Но слова всегда настолько далеки от переживаемого на самом деле, что их, очевидно, лучше не употреблять вовсе. Именно поэтому описания в восточных религиях состоят обычно из негативных определений – «ни то, ни это, ни что-либо, что можно постичь». Уотс очень остро чувствовал вводящую в заблуждение природу слов: «Но, если
ЭТО неописуемо, то, вопреки распространенной традиции, это вовсе не означает, что ЭТО следует описывать как самую воздушную из абстракций, как буквальный прозрачный континуум или нерасслоившийся вселенский студень». Он указывает, что наука открыла для нас такую таинственную и такую впечатляющую Вселенную, что западный образ ЭТОГО в лице Бога-Отца просто к ней не подходит, а образы более безличного или сверхличного Бога «стоят безнадежно ниже человека: вселенский студень, неяркий свет, гомогенизированное пространство или сверхмощный разряд электричества». Так как же нам думать о Боге?
«Я знаю, – говорит Уотс, цитируя блаженного Августина , – но когда вы меня спрашиваете об этом, я не знаю. Если вы захотите, чтобы я показал вам Бога, я покажу вам мусорный бак у вас на заднем дворе. Но если вы спросите: «Вы хотите сказать, что этот мусорный бак есть Бог?» – значит, вы так ничего и не поняли».
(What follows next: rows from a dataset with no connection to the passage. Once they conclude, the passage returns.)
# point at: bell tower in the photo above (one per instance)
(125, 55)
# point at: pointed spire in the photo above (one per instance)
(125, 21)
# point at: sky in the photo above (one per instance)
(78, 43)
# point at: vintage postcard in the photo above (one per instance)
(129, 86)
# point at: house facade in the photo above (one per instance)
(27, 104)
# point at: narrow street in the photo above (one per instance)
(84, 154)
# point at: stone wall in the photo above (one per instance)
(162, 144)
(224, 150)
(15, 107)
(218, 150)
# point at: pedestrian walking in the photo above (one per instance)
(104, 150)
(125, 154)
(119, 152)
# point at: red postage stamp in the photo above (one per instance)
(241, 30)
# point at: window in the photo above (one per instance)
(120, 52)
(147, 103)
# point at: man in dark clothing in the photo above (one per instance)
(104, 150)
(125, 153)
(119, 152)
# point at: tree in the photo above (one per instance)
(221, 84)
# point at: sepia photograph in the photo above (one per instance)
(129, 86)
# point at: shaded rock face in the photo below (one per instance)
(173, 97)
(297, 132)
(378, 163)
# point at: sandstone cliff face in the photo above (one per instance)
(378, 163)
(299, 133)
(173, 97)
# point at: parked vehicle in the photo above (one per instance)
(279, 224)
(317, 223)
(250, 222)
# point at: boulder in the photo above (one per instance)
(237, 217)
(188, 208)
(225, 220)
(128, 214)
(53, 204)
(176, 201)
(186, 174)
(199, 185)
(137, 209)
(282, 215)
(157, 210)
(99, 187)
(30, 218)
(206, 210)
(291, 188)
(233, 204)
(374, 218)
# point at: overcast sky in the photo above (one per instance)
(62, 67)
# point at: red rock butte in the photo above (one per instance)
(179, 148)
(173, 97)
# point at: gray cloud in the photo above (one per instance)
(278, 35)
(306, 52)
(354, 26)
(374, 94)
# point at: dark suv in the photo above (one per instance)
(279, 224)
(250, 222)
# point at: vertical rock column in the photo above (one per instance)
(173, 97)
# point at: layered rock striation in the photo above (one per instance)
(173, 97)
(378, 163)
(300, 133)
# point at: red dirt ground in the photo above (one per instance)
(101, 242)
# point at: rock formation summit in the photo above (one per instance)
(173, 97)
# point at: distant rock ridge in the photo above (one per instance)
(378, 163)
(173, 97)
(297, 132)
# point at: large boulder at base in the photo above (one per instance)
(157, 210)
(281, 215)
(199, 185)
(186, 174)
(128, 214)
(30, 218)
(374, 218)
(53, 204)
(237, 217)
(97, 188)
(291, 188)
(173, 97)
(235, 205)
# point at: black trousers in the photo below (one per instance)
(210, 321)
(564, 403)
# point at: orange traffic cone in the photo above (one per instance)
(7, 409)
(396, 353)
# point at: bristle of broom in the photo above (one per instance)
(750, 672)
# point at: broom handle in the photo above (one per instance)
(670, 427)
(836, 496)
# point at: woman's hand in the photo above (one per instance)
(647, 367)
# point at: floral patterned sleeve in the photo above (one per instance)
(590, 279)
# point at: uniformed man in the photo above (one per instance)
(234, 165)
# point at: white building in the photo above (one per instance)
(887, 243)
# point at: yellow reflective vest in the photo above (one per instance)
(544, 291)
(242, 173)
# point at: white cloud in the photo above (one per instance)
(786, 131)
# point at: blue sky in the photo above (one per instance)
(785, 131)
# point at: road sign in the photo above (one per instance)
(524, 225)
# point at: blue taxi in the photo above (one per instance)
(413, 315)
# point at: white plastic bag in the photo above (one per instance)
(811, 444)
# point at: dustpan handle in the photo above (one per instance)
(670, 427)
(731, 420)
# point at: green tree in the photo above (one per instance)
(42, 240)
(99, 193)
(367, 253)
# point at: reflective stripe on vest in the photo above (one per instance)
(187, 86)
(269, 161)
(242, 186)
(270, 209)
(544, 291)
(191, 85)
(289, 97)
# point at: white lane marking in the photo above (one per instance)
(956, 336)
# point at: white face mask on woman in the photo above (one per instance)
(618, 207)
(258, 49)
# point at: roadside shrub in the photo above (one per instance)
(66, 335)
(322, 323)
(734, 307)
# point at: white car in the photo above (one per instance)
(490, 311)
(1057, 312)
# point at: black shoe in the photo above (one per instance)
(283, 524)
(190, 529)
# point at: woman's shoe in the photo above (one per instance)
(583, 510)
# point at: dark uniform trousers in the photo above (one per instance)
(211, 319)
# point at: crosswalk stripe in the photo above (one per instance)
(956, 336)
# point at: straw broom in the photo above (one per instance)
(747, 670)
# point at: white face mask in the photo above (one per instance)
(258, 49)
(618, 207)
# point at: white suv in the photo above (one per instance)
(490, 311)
Уотс смело и язвительно высмеивал лицемерие и нелепость общества – от концепции «Космического Первопредка» до способов приготовления и употребления пищи. Его поучения носили главным образом интеллектуальный характер: он написал около 20 книг. Но он также любил и музыку, как саму по себе, так и как способ медитации (последней он также занимался ради нее самой). У него был глубокий и звучный голос, и он научился держать ноту удивительно долго. В записи, которую он сделал за год до смерти, он использует звук как средство постижения истины с помощью наводящих вопросов, как-то: «Сколько ему лет?» (немедленно понимаешь, что у звука нет возраста) или «Сколько вам лет?» (сразу осознаешь, что и у тебя самого по существу нет возраста).
Он говорил о звуке:
«...Если вы просто будете слушать, связывая себя с миром только через слух, вы обнаружите, что находитесь во Вселенной, где реальность – чистый звук – приходит непосредственно из тишины и пустоты, отдаваясь эхом памяти в лабиринтах мозга. В этой Вселенной все течет назад из настоящего и исчезает, подобно следу за кормой корабля; настоящее приходит из ничего, и вы не слышите своей самости, которая стала слушаньем. Этого можно достичь с помощью любого органа чувств, но проще всего с помощью слуха. Попробуйте просто послушать дождь. Послушайте то, что буддисты называют его «таковостью» – его «татхату» или его «тра-та-та». Как любая классическая музыка, дождь не обозначает ничего, кроме себя самого, потому что только низшая музыка подражает другим звукам или содержит в себе еще что-то помимо музыки. В фуге Баха нет никакого «послания». Точно так же, когда старого мастера дзэн спросили о смысле буддизма, он ответил: «Если в нем есть какой-нибудь смысл – значит, я еще не освободился». Потому что если вы по-настоящему услышали звук дождя, то вы сможете услышать, увидеть и почувствовать и все остальное таким же обрезом – как нечто, не нуждающееся в переводе, поскольку оно является как раз тем, чем оно есть, а чем именно – сказать, скорей всего, невозможно».